General depressed feelings
Depression brought on by illness and disability
The feeling that most depressed people have is that there is no-one who understands how they are feeling, how impossible it is to feel anything other than hopelessness and sadness, and how impossible it is to change the way that they feel now to the way that they used to feel and the way that other people feel( i.e.. happy!)
A further complication is that if someone has visited their G.P. for help they will have been prescribed anti-depressants. This medication brings with it its own range of feelings. A common experience is that everyone and everything feels remote. The person feels as if they are looking at the world through a curtain. They are not relating to it as before but in a remote way by which they part the curtain for a few moments to observe what is happening out there but never feel that experience of people and things relate to them directly.
Depressed people feel that they have no individual worth. They are a burden and no-one can possibly like them. appreciate them, need them.
Depressed people feel that they are the only one to have ever felt like this and are certainly the only person who feels like this at this precise moment.
They often think that their feelings are a natural result of the cards they have been dealt in life. If they have a physical illness or disability then they are the only one who has experienced this and therefore how they feel is a direct result of this.
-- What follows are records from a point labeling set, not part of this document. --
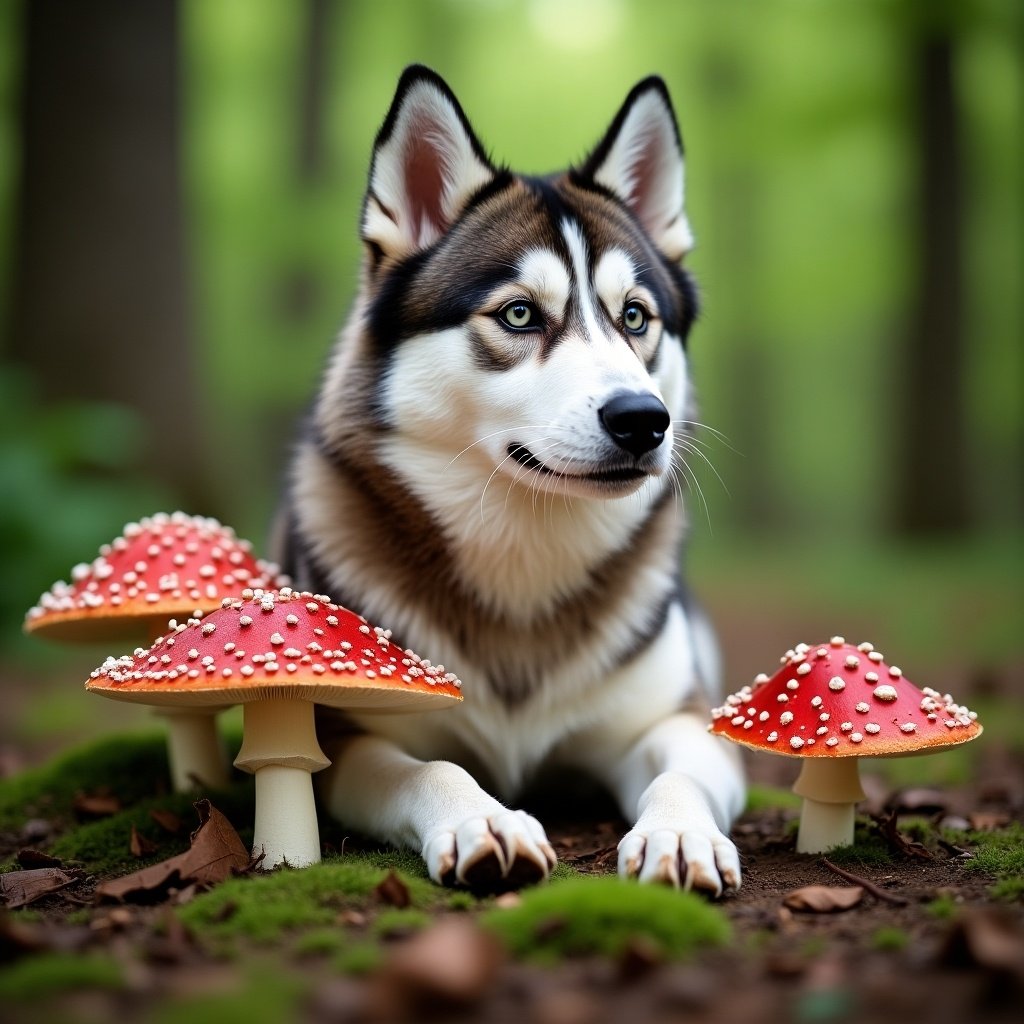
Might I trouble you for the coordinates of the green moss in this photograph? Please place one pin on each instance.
(889, 939)
(999, 852)
(762, 798)
(359, 958)
(260, 996)
(461, 900)
(133, 765)
(49, 974)
(867, 850)
(942, 907)
(1008, 890)
(261, 907)
(103, 846)
(399, 922)
(602, 915)
(320, 942)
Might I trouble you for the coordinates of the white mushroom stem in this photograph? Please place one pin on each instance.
(830, 787)
(194, 749)
(280, 748)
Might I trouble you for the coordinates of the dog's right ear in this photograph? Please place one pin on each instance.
(427, 164)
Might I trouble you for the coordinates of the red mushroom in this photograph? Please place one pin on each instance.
(161, 566)
(280, 653)
(829, 705)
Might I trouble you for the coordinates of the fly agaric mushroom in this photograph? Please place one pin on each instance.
(280, 653)
(829, 705)
(161, 566)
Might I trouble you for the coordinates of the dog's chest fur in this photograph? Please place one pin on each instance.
(489, 468)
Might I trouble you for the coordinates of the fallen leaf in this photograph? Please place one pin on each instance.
(216, 853)
(30, 857)
(96, 805)
(35, 829)
(23, 888)
(988, 820)
(392, 891)
(167, 820)
(823, 899)
(985, 937)
(452, 963)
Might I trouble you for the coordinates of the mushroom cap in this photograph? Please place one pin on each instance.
(163, 565)
(269, 645)
(835, 699)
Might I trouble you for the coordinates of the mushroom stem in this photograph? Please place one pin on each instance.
(830, 787)
(194, 749)
(280, 748)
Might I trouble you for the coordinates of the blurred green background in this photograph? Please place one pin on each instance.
(179, 193)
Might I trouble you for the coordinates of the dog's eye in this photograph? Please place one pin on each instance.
(519, 315)
(635, 317)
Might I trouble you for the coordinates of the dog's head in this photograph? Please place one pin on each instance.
(531, 327)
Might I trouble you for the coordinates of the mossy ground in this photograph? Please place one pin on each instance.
(603, 915)
(332, 922)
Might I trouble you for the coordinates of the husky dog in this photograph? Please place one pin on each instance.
(491, 470)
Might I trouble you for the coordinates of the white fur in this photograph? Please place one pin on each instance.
(522, 542)
(426, 116)
(648, 135)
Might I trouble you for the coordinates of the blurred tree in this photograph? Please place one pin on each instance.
(99, 299)
(932, 480)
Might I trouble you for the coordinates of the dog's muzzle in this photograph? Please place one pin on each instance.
(636, 421)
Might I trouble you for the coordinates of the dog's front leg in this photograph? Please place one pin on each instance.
(683, 788)
(464, 835)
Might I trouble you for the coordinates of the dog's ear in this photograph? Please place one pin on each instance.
(640, 161)
(427, 164)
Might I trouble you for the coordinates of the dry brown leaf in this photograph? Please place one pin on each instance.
(823, 899)
(23, 888)
(392, 891)
(985, 937)
(216, 853)
(452, 963)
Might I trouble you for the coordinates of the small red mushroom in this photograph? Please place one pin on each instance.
(164, 565)
(829, 705)
(280, 652)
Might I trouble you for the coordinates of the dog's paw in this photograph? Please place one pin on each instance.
(701, 859)
(503, 851)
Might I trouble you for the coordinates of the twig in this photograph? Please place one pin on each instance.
(868, 886)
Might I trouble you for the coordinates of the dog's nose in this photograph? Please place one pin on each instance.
(635, 420)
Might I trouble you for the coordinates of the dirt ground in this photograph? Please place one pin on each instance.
(891, 956)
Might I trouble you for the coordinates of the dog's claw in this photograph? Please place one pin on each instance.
(681, 859)
(505, 851)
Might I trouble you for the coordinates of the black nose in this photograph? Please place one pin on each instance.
(636, 421)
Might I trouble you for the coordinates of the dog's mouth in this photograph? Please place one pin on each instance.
(611, 474)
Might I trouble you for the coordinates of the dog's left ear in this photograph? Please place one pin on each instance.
(427, 164)
(640, 160)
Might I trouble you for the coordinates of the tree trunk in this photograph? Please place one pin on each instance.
(99, 299)
(932, 481)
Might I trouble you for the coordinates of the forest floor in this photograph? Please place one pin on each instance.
(936, 930)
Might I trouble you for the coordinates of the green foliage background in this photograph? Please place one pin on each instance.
(796, 117)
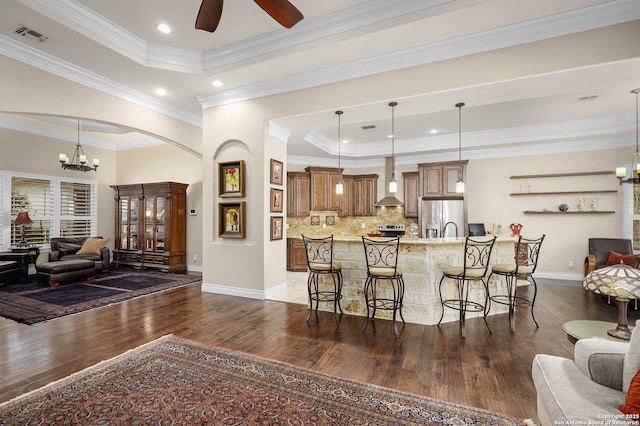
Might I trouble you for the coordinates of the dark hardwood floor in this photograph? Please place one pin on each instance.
(491, 371)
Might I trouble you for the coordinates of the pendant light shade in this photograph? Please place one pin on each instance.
(339, 186)
(393, 184)
(460, 182)
(621, 172)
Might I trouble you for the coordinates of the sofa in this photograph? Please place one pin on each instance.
(600, 250)
(591, 387)
(13, 267)
(84, 248)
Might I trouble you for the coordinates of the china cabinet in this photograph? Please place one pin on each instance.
(151, 226)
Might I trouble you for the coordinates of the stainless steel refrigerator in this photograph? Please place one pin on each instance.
(440, 218)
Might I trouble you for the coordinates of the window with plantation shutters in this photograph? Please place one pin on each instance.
(34, 196)
(57, 206)
(77, 207)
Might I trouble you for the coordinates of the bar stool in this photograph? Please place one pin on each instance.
(320, 263)
(525, 263)
(477, 252)
(382, 264)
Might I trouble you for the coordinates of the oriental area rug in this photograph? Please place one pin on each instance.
(29, 302)
(174, 381)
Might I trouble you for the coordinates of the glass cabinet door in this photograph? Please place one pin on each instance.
(160, 224)
(154, 224)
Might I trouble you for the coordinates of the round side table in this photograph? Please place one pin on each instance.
(621, 282)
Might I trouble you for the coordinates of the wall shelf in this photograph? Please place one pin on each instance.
(604, 172)
(604, 191)
(568, 212)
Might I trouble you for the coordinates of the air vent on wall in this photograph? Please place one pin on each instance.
(28, 32)
(588, 98)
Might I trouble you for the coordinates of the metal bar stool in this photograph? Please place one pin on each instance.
(477, 252)
(525, 263)
(320, 263)
(382, 264)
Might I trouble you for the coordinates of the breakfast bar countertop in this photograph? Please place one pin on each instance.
(422, 261)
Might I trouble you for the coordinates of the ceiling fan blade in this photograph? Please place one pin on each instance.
(282, 11)
(209, 15)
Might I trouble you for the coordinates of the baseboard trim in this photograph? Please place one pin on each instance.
(233, 291)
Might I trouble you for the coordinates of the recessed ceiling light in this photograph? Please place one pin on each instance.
(163, 28)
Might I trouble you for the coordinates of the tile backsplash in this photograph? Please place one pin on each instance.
(324, 223)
How can people may steps to change their depressed experiences?
Physical exercise must play a part in helping clients.
Cognitive therapy approaches are particularly good for tackling this way of thinking.
Hypnotherapy can help by using these main approaches.
Suggestions of growing confidence and growing ability to cope can be made at both a conscious and an unconscious level. The sufferer can be helped to look at themselves more positively.
They can also be taken back to times when they experienced confidence and control and then after feeling those experiences again they can be encouraged to bring them into the present and to feel them now in a way in which they can have confidence and feel in control in the present.
Associated with depression is often an anxiety about how to cope with the tasks that have to be done each day and a fear that the ability to function in a satisfactory way with every day challenges has gone. Hypnotherapy is very good for calming the mind and reducing general anxiety. This then leads to the client being in a state of mind in which they can face challenges with confidence and function to the best of their abilities.
Hypnotherapy is also very good at enabling a person to imagine how they will react in a particular situation and to practise going into a situation with a game plan already worked out.
In many situations hypnotherapy can help the client to find novel solutions to the problems they are facing.
Breaking up the normal thought patterns with a specific humorous suggestion can be a very useful way to interrupt negative thinking.